Não há dúvidas de que esta compatibilidade existe e é altamente valorizada em ambos os lados do Atlântico. No entanto, a correspondência não é suficiente para que as relações funcionem. O maior desafio é que ambas as regiões se tenham mutuamente como protagonistas das suas agendas para além das conjunturas políticas internas. A América Latina e a União Europeia devem manter um diálogo privilegiado estrutural em vez de conjuntural. Ainda que num cenário tão mutável, e muitas vezes oscilante como o latino-americano, este seja um objetivo complexo.
O acordo de comércio livre entre a UE-Mercosul está, sem dúvida, no centro desta agenda de relançamento, juntamente com acordos como os que a UE estabelecidos com o Chile e o México
Neste sentido, a Cimeira deste ano entre os países da União Europeia (UE) e a Comunidade de Estados Latino-Americanos e Caribenhos (Celac), após um hiato de oito anos (se não contarmos com a reunião virtual que teve lugar em 2021), deve ser uma nova oportunidade para relançar este diálogo com base em iniciativas e movimentos a longo prazo.
Do ponto de vista das ações concretas, o acordo de comércio livre entre a UE-Mercosul está, sem dúvida, no centro desta agenda de relançamento, juntamente com acordos como os que a UE estabelecidos com o Chile e o México, entre outros. É evidente que, sem continuidade e sem esforços conjuntos, será muito difícil concluir um acordo que, como o que existe entre a UE e o Mercosul, por exemplo, está a ser preparado há mais de 20 anos.
Esta harmonia a longo prazo será também essencial para uma abordagem comum dos desafios ambientais. Na última Cimeira Ibero-Americana, realizada em Santo Domingo, foi dado um passo importante com a assinatura da Carta Ambiental Ibero-Americana.
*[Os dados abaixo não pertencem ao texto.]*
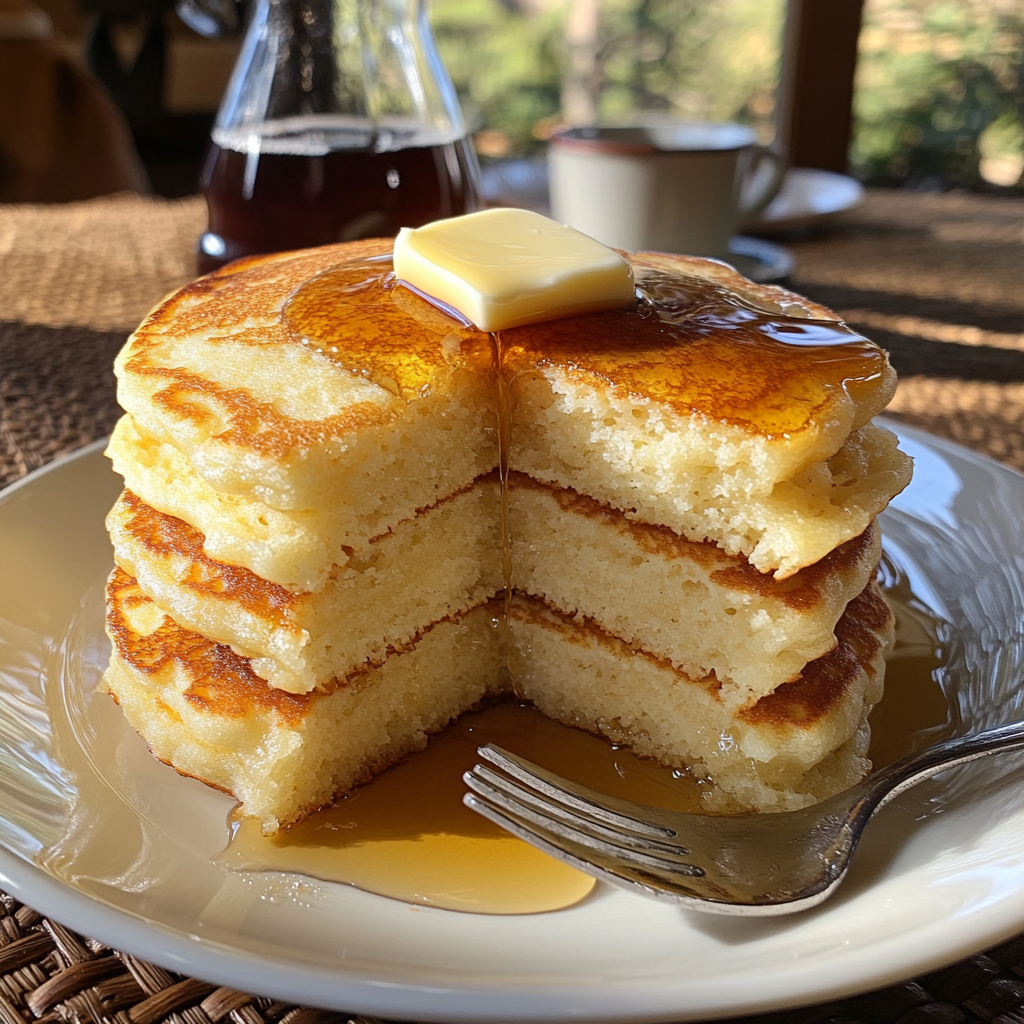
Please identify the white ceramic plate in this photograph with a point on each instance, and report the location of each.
(96, 834)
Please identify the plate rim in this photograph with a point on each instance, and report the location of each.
(193, 955)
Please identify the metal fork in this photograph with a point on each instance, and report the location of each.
(748, 864)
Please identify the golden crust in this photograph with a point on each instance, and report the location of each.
(220, 682)
(393, 338)
(862, 635)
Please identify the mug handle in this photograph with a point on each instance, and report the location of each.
(759, 189)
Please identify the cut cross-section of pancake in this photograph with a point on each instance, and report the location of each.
(688, 602)
(700, 411)
(773, 756)
(726, 411)
(204, 711)
(311, 567)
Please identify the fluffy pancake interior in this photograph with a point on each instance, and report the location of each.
(203, 710)
(439, 563)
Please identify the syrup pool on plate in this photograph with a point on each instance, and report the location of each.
(408, 835)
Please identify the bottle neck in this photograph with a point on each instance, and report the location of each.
(368, 68)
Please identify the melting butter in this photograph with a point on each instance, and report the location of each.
(502, 268)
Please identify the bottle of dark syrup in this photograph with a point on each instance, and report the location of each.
(339, 123)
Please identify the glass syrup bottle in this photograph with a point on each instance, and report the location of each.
(339, 123)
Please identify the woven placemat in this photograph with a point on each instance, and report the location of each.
(935, 279)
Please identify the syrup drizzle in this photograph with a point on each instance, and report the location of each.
(407, 835)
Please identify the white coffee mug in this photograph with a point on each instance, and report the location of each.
(672, 186)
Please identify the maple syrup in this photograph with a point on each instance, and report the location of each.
(268, 202)
(408, 835)
(688, 343)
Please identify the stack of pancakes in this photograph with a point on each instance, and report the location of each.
(311, 576)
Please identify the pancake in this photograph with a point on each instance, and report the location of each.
(310, 553)
(204, 711)
(689, 603)
(310, 383)
(435, 565)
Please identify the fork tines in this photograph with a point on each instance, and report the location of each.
(570, 821)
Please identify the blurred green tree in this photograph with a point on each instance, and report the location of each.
(940, 93)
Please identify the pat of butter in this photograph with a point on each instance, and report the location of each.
(507, 267)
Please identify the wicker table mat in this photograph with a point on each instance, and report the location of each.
(938, 280)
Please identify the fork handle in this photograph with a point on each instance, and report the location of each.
(908, 771)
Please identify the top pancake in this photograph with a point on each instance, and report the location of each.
(308, 381)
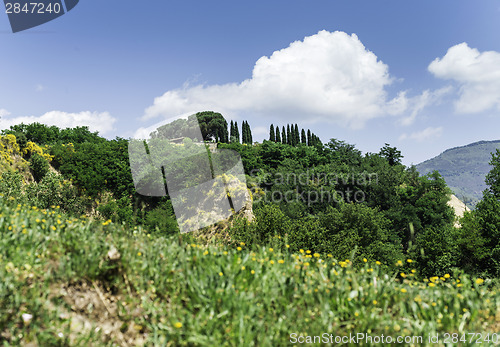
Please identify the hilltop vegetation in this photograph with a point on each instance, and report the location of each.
(464, 169)
(339, 241)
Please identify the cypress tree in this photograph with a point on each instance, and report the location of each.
(236, 132)
(232, 133)
(249, 134)
(243, 133)
(272, 135)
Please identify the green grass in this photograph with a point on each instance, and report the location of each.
(89, 283)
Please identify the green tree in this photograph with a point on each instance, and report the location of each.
(272, 136)
(39, 166)
(392, 154)
(493, 177)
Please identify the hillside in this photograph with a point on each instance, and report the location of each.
(464, 169)
(92, 283)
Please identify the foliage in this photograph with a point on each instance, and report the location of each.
(39, 166)
(58, 270)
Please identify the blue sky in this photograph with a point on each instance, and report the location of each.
(360, 71)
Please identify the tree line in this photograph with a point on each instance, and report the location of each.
(292, 136)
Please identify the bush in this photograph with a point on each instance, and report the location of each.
(162, 219)
(39, 166)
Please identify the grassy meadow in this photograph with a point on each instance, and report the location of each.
(75, 282)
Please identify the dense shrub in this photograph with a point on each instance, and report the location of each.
(39, 166)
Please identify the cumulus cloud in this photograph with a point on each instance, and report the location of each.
(3, 112)
(96, 121)
(424, 135)
(477, 74)
(418, 103)
(327, 76)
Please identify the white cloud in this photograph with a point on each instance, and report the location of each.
(477, 74)
(421, 136)
(96, 121)
(327, 76)
(416, 104)
(3, 112)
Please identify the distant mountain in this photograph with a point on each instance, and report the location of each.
(464, 169)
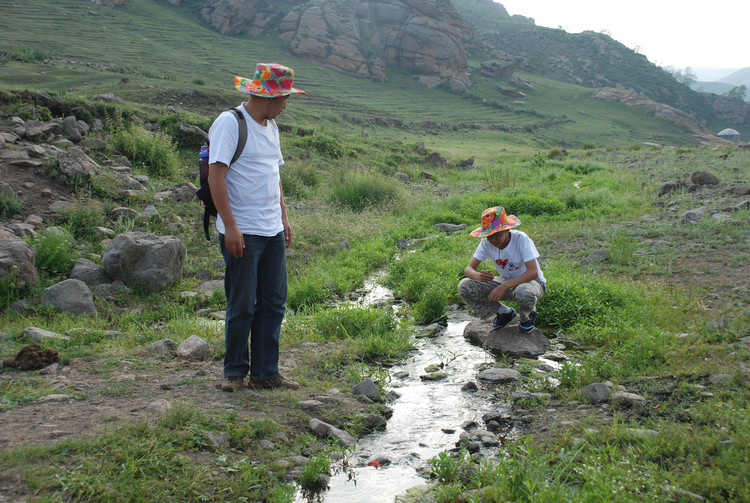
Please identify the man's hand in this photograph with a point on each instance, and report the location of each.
(233, 241)
(486, 275)
(498, 293)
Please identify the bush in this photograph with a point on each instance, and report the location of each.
(573, 298)
(83, 220)
(10, 204)
(153, 152)
(55, 253)
(359, 191)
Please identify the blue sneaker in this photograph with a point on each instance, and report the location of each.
(502, 320)
(528, 325)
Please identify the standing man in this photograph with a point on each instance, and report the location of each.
(520, 278)
(254, 231)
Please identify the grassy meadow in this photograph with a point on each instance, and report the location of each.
(661, 321)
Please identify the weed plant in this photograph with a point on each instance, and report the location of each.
(55, 253)
(10, 204)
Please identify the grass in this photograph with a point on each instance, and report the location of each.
(639, 318)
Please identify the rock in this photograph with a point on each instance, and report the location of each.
(33, 357)
(194, 348)
(139, 258)
(75, 162)
(704, 178)
(163, 347)
(627, 399)
(326, 430)
(71, 296)
(507, 341)
(596, 392)
(70, 129)
(39, 335)
(367, 388)
(597, 256)
(497, 375)
(17, 260)
(450, 227)
(87, 271)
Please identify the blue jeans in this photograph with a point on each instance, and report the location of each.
(255, 285)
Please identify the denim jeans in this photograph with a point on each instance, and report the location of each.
(476, 294)
(255, 285)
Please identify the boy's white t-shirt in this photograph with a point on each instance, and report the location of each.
(253, 181)
(510, 262)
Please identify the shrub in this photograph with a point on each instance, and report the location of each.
(10, 204)
(83, 219)
(359, 191)
(55, 253)
(573, 298)
(153, 152)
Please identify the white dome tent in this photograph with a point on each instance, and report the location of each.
(729, 134)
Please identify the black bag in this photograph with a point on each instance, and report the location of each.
(204, 192)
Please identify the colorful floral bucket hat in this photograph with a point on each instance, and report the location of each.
(271, 80)
(494, 220)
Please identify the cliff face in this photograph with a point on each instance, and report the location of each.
(360, 37)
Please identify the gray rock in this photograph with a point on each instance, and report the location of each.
(76, 162)
(70, 129)
(507, 341)
(17, 260)
(367, 388)
(596, 392)
(627, 399)
(89, 272)
(139, 258)
(39, 335)
(497, 375)
(163, 347)
(194, 348)
(71, 296)
(703, 178)
(326, 430)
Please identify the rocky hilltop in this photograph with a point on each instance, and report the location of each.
(360, 37)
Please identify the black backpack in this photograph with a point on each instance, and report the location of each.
(204, 192)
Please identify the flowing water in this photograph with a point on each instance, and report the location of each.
(427, 416)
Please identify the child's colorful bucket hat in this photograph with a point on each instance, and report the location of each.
(494, 220)
(271, 80)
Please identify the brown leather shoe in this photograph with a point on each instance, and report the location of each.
(232, 383)
(278, 382)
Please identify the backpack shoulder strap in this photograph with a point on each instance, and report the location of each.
(243, 134)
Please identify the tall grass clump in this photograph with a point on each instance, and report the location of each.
(574, 299)
(152, 152)
(55, 252)
(83, 219)
(358, 191)
(10, 204)
(376, 333)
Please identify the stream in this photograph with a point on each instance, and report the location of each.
(427, 415)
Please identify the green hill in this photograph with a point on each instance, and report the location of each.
(156, 54)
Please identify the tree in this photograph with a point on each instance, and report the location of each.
(738, 92)
(686, 76)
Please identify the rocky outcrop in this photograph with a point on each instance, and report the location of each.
(360, 37)
(682, 119)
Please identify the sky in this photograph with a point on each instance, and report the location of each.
(697, 34)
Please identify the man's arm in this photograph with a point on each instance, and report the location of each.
(531, 274)
(233, 240)
(284, 219)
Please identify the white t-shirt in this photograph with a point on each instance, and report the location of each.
(253, 180)
(510, 262)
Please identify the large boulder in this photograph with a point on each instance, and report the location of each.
(507, 341)
(17, 260)
(144, 259)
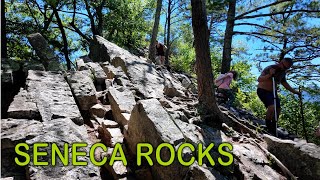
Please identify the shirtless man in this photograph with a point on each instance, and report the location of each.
(265, 89)
(161, 49)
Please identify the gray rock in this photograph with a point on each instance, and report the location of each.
(98, 73)
(122, 102)
(83, 88)
(6, 76)
(113, 72)
(52, 96)
(81, 65)
(173, 86)
(200, 173)
(150, 123)
(98, 110)
(23, 107)
(60, 131)
(142, 74)
(301, 158)
(33, 65)
(118, 170)
(117, 136)
(192, 133)
(108, 123)
(14, 131)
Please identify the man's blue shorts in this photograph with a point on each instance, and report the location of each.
(267, 97)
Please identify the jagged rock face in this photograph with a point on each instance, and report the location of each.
(148, 104)
(23, 107)
(150, 123)
(122, 102)
(303, 159)
(83, 88)
(142, 74)
(52, 96)
(60, 131)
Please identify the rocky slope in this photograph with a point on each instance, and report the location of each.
(121, 100)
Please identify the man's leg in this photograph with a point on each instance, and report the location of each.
(270, 119)
(231, 97)
(162, 60)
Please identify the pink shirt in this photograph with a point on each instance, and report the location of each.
(227, 78)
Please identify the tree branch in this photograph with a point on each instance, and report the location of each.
(256, 33)
(275, 13)
(262, 7)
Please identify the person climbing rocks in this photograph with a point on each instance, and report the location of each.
(223, 83)
(265, 90)
(161, 49)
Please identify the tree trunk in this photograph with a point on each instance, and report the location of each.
(152, 48)
(100, 17)
(168, 33)
(64, 38)
(226, 54)
(4, 52)
(208, 106)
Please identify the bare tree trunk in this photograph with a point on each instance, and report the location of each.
(226, 54)
(100, 17)
(152, 48)
(208, 106)
(165, 31)
(64, 38)
(4, 52)
(168, 32)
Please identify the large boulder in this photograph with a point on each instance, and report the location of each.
(99, 75)
(150, 123)
(60, 131)
(172, 86)
(301, 158)
(52, 96)
(23, 107)
(252, 163)
(142, 74)
(83, 88)
(122, 102)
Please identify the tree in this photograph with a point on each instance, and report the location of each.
(206, 96)
(231, 18)
(289, 34)
(4, 53)
(152, 49)
(226, 54)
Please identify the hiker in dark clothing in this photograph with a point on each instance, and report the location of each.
(265, 90)
(161, 49)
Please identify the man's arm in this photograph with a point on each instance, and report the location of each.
(289, 88)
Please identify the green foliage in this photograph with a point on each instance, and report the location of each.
(125, 23)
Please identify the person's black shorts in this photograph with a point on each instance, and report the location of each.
(267, 97)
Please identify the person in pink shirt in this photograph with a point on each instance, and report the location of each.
(223, 82)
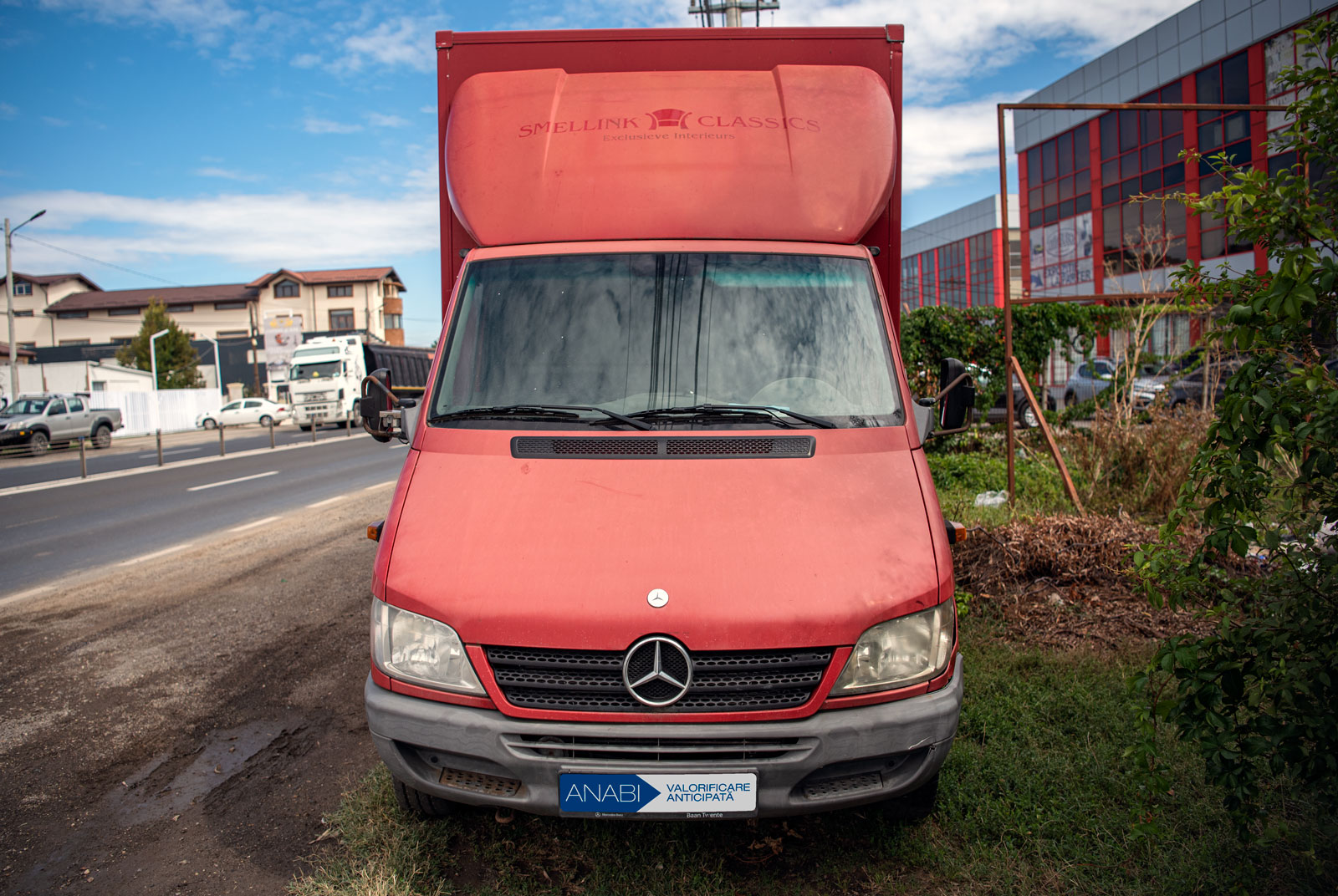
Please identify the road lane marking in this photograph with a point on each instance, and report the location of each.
(233, 481)
(254, 523)
(44, 519)
(156, 554)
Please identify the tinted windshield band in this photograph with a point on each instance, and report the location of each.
(641, 332)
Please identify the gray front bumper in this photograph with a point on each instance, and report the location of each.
(836, 759)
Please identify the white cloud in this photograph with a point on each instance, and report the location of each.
(294, 229)
(205, 22)
(947, 43)
(324, 126)
(378, 120)
(399, 42)
(950, 140)
(229, 174)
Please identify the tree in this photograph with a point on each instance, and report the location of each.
(1258, 695)
(176, 356)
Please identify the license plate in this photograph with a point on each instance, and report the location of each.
(661, 796)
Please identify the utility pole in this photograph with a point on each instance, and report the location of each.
(731, 10)
(8, 289)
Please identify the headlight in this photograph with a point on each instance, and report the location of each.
(421, 650)
(901, 652)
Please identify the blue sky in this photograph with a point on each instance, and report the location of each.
(211, 140)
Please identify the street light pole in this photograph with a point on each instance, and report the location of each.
(8, 289)
(153, 356)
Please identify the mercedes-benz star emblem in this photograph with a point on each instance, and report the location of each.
(657, 670)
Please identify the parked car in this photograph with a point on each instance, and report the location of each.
(1182, 391)
(236, 414)
(1088, 380)
(46, 419)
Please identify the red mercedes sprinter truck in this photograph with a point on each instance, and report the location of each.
(666, 542)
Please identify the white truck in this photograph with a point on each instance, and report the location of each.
(327, 374)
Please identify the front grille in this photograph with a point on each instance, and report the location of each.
(677, 447)
(590, 681)
(657, 749)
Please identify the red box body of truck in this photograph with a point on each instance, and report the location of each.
(666, 543)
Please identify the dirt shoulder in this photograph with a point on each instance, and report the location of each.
(181, 725)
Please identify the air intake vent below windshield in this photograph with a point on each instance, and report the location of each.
(679, 447)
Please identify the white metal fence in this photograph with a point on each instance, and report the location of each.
(167, 410)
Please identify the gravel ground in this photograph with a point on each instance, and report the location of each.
(181, 725)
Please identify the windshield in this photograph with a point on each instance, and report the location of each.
(639, 332)
(26, 405)
(314, 369)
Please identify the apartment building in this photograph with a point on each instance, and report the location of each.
(359, 298)
(33, 296)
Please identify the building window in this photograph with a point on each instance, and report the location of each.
(1059, 204)
(1141, 155)
(981, 251)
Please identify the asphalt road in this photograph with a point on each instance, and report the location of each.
(126, 454)
(100, 525)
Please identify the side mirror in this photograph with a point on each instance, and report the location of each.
(957, 394)
(378, 405)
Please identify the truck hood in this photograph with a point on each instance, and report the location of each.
(753, 554)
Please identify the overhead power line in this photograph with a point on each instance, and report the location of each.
(100, 261)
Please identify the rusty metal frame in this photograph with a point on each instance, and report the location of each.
(1010, 363)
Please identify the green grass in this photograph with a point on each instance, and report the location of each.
(960, 476)
(1036, 797)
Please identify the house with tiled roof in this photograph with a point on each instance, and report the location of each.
(350, 298)
(341, 300)
(33, 294)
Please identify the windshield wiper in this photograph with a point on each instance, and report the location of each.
(708, 411)
(555, 411)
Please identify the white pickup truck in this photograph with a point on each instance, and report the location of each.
(37, 421)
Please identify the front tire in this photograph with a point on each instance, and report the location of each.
(421, 806)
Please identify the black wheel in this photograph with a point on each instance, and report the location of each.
(425, 806)
(916, 806)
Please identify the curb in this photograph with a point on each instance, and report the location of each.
(176, 465)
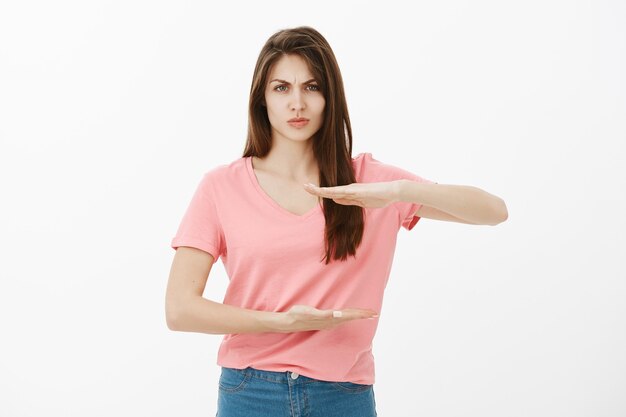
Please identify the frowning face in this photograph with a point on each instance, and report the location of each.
(293, 93)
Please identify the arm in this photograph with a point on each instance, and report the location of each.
(186, 310)
(460, 203)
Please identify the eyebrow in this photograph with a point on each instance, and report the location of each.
(287, 82)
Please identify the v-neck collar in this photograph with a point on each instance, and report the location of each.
(271, 201)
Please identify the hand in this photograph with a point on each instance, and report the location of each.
(364, 194)
(303, 317)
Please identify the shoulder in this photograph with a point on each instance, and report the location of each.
(225, 174)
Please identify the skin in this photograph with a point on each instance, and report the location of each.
(283, 174)
(291, 162)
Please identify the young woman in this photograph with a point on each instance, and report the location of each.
(307, 264)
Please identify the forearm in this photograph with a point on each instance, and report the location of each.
(200, 315)
(463, 201)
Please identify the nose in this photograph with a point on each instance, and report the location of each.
(297, 100)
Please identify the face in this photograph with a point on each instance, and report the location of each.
(293, 92)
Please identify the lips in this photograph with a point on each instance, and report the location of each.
(298, 122)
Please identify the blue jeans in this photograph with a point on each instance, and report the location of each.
(254, 392)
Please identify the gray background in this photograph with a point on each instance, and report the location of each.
(110, 112)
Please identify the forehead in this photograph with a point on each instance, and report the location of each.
(290, 67)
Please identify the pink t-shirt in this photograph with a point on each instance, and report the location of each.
(273, 260)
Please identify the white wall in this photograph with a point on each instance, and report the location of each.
(110, 112)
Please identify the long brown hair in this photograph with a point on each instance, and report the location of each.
(332, 143)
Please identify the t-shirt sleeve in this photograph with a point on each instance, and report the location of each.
(200, 227)
(388, 172)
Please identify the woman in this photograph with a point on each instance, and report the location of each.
(307, 264)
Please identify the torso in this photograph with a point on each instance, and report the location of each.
(289, 194)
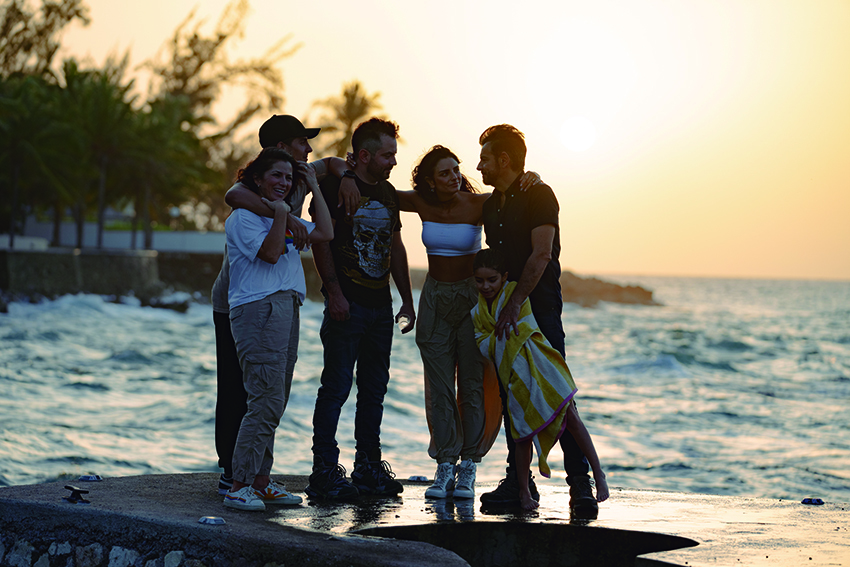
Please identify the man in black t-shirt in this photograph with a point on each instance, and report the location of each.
(523, 227)
(357, 328)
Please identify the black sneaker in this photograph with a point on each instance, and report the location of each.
(507, 493)
(374, 477)
(582, 502)
(330, 483)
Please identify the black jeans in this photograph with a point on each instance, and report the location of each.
(231, 399)
(575, 463)
(364, 340)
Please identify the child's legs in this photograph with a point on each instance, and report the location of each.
(470, 386)
(577, 430)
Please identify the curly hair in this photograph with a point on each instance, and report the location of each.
(368, 134)
(506, 138)
(426, 168)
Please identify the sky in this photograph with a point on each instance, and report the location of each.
(681, 137)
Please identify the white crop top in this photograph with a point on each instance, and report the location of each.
(444, 239)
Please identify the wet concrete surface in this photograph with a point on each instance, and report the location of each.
(728, 530)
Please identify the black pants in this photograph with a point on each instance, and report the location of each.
(231, 399)
(575, 463)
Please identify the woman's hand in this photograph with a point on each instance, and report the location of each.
(529, 180)
(277, 206)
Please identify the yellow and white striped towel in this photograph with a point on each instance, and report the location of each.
(534, 375)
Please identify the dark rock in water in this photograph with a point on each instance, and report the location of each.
(587, 292)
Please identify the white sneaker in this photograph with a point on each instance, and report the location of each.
(465, 480)
(444, 481)
(244, 499)
(276, 493)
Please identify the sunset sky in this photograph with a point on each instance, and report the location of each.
(687, 137)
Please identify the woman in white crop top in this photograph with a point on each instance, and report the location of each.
(464, 420)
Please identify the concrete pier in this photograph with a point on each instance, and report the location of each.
(152, 521)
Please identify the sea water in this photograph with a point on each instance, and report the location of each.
(735, 387)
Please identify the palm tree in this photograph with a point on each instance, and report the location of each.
(100, 108)
(341, 116)
(35, 146)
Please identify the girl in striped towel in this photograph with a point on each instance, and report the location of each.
(534, 376)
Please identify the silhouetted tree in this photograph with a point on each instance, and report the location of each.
(341, 115)
(29, 39)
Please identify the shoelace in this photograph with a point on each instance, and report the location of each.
(444, 475)
(382, 469)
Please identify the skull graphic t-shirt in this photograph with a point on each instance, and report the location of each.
(362, 242)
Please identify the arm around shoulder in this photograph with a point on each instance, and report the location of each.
(240, 197)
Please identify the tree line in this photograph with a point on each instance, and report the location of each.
(77, 139)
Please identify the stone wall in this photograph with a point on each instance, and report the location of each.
(60, 271)
(146, 273)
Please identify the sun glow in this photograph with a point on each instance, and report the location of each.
(578, 133)
(578, 79)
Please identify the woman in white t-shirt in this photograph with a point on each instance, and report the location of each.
(266, 290)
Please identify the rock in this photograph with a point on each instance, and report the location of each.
(90, 555)
(120, 557)
(21, 554)
(174, 558)
(587, 292)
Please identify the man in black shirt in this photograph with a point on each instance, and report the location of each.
(523, 227)
(357, 328)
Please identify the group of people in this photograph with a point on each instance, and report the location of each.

Este roteiro poderia constituir um quadro de trabalho futuro das relações da UE-ALC, mas como um compromisso traduzido em ações e regulamentos ambientais a aplicar. No horizonte está a trigésima Conferência das Nações Unidas sobre Alterações Climáticas (COP 30), que se realizará em Belém do Pará (Brasil) em 2025. Esta conferência deverá servir de enquadramento para ambas as regiões salientarem os progressos dos seus esforços conjuntos em questões relevantes, como as iniciativas de transição energética e as relacionadas com as prioridades da segurança alimentar.
Outro desafio desta agenda birregional é o da digitalização na América Latina e nas Caraíbas, em que a UE tem um papel essencial como aliada desta transformação. A Aliança Digital União Europeia-América Latina e Caraíbas, lançada no passado mês de março em Bogotá, subscreveu o compromisso comum de consolidar uma sociedade da informação baseada nas pessoas. É também um compromisso em que a cooperação público-privada de ambos os lados do Atlântico abre um grande número de oportunidades em termos de infraestruturas, acesso e redução do fosso digital na América Latina e nas Caraíbas.
Este esforço comum traz consigo o desafio da desinformação, dos conteúdos digitais, da regulamentação das redes e de toda a teia de questões sociais que são essenciais neste diálogo birregional
Este esforço comum de digitalização traz consigo, sem dúvida, o desafio da desinformação, dos conteúdos digitais, da regulamentação (ou não) das redes e de toda a teia de questões sociais que são essenciais neste diálogo birregional: migração, diversidade e, em última análise, toda a agenda de proteção e promoção dos direitos humanos.
Estas e muitas outras questões da agenda sublinham a necessidade de uma cooperação privilegiada contínua, cooperação que deve basear-se numa comunicação fluida e na compreensão mútua.
Estas são prioridades em relação às quais não nos devemos permitir andar para trás e para a frente nem estabelecer marcos periódicos para relançar ou recomeçar. É, e deve ser, o movimento constante que nos leva na mesma direção em que todos nós, na América Latina e nas Caraíbas e na União Europeia, queremos ir. E não podemos, nem devemos, abdicar dele.